O Governador Flávio Dino, de quem fui eleitor, tem méritos suficientes para garantir espaço político nacional, e não precisa juntar-se a essa coisa marota que está aí. Melhor deixar com o Ciro Gomes e com o Lupi a torpe tarefa de bajular o Lula na tentativa de herdar seu legado político. Imaginem que estes senhores percorreram alguns estados na tentativa de reeditarem a Cadeia da Legalidade (sic) no propósito de garantirem o mandato da Dilma (já extinto). Não teem respeito por nada.
O Governador Flávio Dino não precisa disso. Respaldar o Lula apenas por convicção de que ele é sério e nada tem a ver com as acusações que lhe fazem é, no mínimo temerário. Da mesma forma que se critica o MPF por acusar o ex-presidente sem provas, mas apenas por convicção, também não é de bom alvitre engrossar o coro dos intelectuais que assinaram o infeliz manifesto a favor de sua candidatura precoce, também por convicção, deixando ao largo todas as apurações de possíveis falcatruas que este teria cometido. Foi preciso vir alguém de fora, a jornalista Carla Jiménez, para afirmar que “Lula feriu de golpe a esquerda no Brasil. Ajudou a segregá-la, a estigmatizar suas bandeiras sociais e contribuiu diretamente para o crescimento do que há de pior na direita brasileira”.
Brizola anunciou isso em décadas passadas, ao dizer que Lula era a esquerda que a direita queria. E mais: que Lula é a espuma do sistema, não se aprofundou nas questões essenciais; ele se inseriu por baixo e o FHC por cima, ambos defendendo as mesmas ideias. Na mesma linha de raciocínio Plínio de Arruda Sampaio em livro recentemente publicado (Crônica de uma crise anunciada: crítica à política econômica de Lula e Dilma) afirma: “Como o PT não mudou o Estado, o Estado mudou o PT. E assim o PT foi gradativamente se adaptando, se moldando às exigências do Estado e da burguesia brasileira, para se transformar no que chamo de “partido da ordem”, ou seja, que não questiona os pilares da ordem, mas que procura, dentro desta ordem, fazer o menos pior”.

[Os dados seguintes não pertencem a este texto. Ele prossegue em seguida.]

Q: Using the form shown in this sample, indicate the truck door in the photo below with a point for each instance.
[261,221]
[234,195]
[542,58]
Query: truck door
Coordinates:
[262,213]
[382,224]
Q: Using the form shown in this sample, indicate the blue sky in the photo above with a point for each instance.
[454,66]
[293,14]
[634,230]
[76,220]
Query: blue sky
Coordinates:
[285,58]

Não aprovo boa parte dos posicionamentos da esquerda que está aí, embora respeite dezenas de amigos e pessoas sérias que estão nas ruas reivindicando isso ou aquilo. Filio-me ao pensamento e bandeiras da Internacional Socialista, da qual Brizola foi seu Vice-Presidente, sempre acompanhado do Darcy Ribeiro, Neiva Moreira, Jackson Lago e outras personalidades políticas desse jaez, insistindo em temas de significação mundial como o desarmamento, as relações Norte-Sul, a defesa do meio-ambiente e a crise econômica que vem castigando grandes contingentes da humanidade, com destaque para o subdesenvolvimento, a dependência e o endividamento dos países periféricos da nova ordem mundial do Terceiro Mundo.

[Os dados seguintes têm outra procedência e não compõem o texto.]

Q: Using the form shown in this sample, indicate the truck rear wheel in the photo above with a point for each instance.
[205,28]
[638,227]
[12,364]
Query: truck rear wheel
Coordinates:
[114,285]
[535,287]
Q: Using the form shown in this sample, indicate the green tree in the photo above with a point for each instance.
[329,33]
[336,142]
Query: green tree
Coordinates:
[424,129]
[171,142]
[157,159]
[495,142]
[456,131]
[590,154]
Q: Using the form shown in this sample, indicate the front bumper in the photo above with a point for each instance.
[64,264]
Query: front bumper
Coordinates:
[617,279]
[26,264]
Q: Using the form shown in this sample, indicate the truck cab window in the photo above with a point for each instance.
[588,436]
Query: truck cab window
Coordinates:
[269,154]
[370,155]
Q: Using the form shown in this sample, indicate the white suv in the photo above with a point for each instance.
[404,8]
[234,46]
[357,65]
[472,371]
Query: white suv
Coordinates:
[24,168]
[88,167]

Não se avistam céus de brigadeiro no cenário político brasileiro. Que talvez nunca tenham existido mesmo. Enquanto isso se amontoam as confusões e contradições de toda ordem, desprezam-se análises sociológicas capazes de dar conta de uma divisão inusitada no seio da própria classe trabalhadora. Difícil enquadrar o conflito entre multidões na teoria capital versus trabalho, ou rotular milhões de cada lado entre esquerda e direita.
O que estaria acontecendo? Haveria algo ainda não bem interpretado, difuso e confuso, além da luta de classes em que se baseiam desde sempre as análises dos intelectuais de esquerda (espécie de cláusula pétrea da análise sociológica contemporânea) para explicar os atuais movimentos de rua, uma nova categorização sociológica possível? Ou simplesmente nos quedamos a olhar o cenário de um mundo em plena ebulição com os olhos do século XIX?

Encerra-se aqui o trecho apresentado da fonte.